A Justiça do Estado do Paraná negou o pedido do MP-PR (Ministério Público do Paraná) de colocar sob sigilo o inquérito que investiga a morte do guarda municipal Marcelo Aloizio de Arruda, em Foz do Iguaçu (PR). A decisão (leia a íntegra – 31 KB)  foi protocolada na 5ª feira (14.jul.2022), 1 dia depois do pedido apresentado.

No documento, o juiz Gustavo Germano Francisco Arguello, da 3ª Vara Criminal de Foz do Iguaçu, considerou as justificativa apresentada pelo MPPR como “superável“, e que o pedido de restrição de publicidade para o melhor andamento das investigações “não encontra base em indicação específica e concreta de prejuízo“.

O órgão havia solicitado na 4ª feira (15.jul.2022) o sigilo da investigação, argumentando que as divulgações do caso poderiam “tumultuar e interferir negativamente” as investigações. No mesmo sentido, a autoridade policial considerou “imperiosa” a restrição da publicidade do caso para evitar prejuízos à apuração. Já os advogados dos familiares do policial penal Jorge José da Rocha Guaranho se fundamentaram no direito à intimidade.

O juiz do caso, porém, disse que os pedidos “apresentam alegações genéricas e sem a indicação concreta de hipótese que permita a subsunção à norma excepcional”, a de restrição da publicidade. O juiz lembrou, ainda, que o caso “tem despertado o interesse da comunidade, o que reforça a necessidade de se primar pela regra da publicidade”.

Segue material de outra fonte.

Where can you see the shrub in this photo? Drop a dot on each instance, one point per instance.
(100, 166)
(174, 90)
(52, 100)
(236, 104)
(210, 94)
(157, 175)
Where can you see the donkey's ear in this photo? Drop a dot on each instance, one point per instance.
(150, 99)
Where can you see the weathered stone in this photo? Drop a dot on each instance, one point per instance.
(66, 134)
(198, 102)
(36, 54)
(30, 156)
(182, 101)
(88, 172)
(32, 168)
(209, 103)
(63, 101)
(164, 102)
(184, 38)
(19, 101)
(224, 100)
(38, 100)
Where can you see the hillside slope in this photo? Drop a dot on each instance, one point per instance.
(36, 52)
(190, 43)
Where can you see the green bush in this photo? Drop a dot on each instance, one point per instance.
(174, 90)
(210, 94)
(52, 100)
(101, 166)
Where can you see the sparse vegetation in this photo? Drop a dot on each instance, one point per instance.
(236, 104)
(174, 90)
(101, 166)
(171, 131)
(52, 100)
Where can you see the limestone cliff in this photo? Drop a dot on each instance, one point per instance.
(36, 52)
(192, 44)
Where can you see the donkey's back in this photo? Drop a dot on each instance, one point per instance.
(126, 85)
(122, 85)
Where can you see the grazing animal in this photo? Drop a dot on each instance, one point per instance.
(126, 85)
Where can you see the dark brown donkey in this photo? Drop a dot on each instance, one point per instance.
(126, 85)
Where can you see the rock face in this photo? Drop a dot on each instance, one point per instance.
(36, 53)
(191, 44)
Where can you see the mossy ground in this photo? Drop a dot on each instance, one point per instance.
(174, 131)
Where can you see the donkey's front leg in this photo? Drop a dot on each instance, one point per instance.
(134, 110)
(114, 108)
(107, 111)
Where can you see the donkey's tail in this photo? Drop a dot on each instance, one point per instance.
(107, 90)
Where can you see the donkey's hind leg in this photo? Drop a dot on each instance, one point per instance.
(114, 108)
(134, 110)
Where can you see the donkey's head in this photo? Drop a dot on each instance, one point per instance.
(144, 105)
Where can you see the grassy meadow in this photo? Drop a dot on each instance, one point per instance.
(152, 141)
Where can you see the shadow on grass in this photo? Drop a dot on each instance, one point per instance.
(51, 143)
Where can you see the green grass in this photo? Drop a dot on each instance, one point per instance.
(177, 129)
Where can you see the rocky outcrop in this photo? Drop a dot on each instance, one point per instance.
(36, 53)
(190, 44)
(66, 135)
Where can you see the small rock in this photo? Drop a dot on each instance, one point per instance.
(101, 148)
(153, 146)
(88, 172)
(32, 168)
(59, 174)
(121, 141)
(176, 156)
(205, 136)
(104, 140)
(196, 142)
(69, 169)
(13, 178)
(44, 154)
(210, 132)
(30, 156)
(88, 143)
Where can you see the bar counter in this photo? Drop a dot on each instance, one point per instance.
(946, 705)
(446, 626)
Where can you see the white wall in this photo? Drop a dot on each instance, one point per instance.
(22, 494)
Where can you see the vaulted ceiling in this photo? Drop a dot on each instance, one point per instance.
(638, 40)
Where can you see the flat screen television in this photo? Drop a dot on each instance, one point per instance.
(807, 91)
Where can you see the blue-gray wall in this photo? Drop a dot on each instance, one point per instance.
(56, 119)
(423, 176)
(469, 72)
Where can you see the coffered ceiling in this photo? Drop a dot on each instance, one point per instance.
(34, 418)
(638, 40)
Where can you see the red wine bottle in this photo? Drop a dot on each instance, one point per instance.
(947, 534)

Vale asseverar que a investigação diz respeito à crime de homicídio e os elementos probatórios até então carreados ao feito dizem respeito estritamente ao fato investigado, sem qualquer menção a dados qualificados da personalidade da vítima (ou de seus familiares)“, traz o documento.

Na decisão, ele considera que não se justifica a restrição da publicidade por dano à intimidade dos familiares do investigado, bem como à integridade física do policial, que está preso preventivamente. Contudo, ressalvou que “a presente decisão pode ser revista a qualquer momento“, de acordo com mudanças no panorama do ocorrido.

Relembre o caso

Marcelo foi assassinado em Foz do Iguaçu, em 10 de julho, durante sua festa de aniversário com tema petista. O policial penal e bolsonarista invadiu o evento e atirou contra Marcelo, depois de discussões entre os 2. A vítima também disparou contra Guaranho, que precisou ser internado em quadro grave.

Na 3ª feira (12.jul.), os advogados dos familiares de Marcelo falaram na possibilidade de internacionalização das investigações. Em nota divulgada, a qual o Poder360 teve acesso – eis a íntegra (109 KB) -, a defesa diz que o policial teve como mote “o ódio político” e que é preciso uma “apuração profunda” do caso.